Heat milk and vanilla-bean pod and seeds in a small saucepan over medium heat just until bubbles appear around the edge. Remove from heat.
Whisk in butter until melted, and let stand 15 minutes. Strain milk mixture through a fine sieve into a bowl, and discard vanilla-bean pod.
With an electric mixer on medium speed, whisk together whole eggs, yolks, and sugar. Set mixing bowl over a pan of simmering water, and whisk by hand until sugar is dissolved and mixture is warm, about 6 minutes. Remove bowl from heat.

With an electric mixer on high speed, whisk until mixture is fluffy, pale yellow, and thick enough to hold a ribbon on the surface for several seconds when whisk is lifted.

Gently but thoroughly fold flour mixture into the egg mixture in three batches; stir 1/2 cup batter into the strained milk mixture to thicken, then fold milk mixture into the remaining batter until just combined.

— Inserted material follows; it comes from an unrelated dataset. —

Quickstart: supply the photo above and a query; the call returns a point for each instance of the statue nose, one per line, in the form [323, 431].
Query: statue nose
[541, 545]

Divide batter evenly among lined cups, filling each three-quarters full. Bake, rotating tins halfway through, until centers are completely set and edges are light golden brown, about 20 minutes.
Transfer tins to wire racks to cool completely before removing cupcakes.
To finish, brush tops of cupcakes evenly with coffee-marsala syrup; repeat until all syrup has been used. Allow cupcakes to absorb liquid 30 minutes.
Dollop frosting onto cupcakes; refrigerate up to overnight in airtight containers. Dust generously with cocoa powder just before serving.

Mascarpone Frosting

1 cup heavy cream
8 ounces mascarpone cheese, room temperature
1/2 cup confectioners’ sugar, sifted
With an electric mixer on medium speed, whisk heavy cream until stiff peaks form (be careful not to overbeat, or cream will be grainy).
In another bowl, whisk together mascarpone and confectioners’ sugar until smooth.
Gently fold whipped cream into mascarpone mixture until completely incorporated. Use immediately.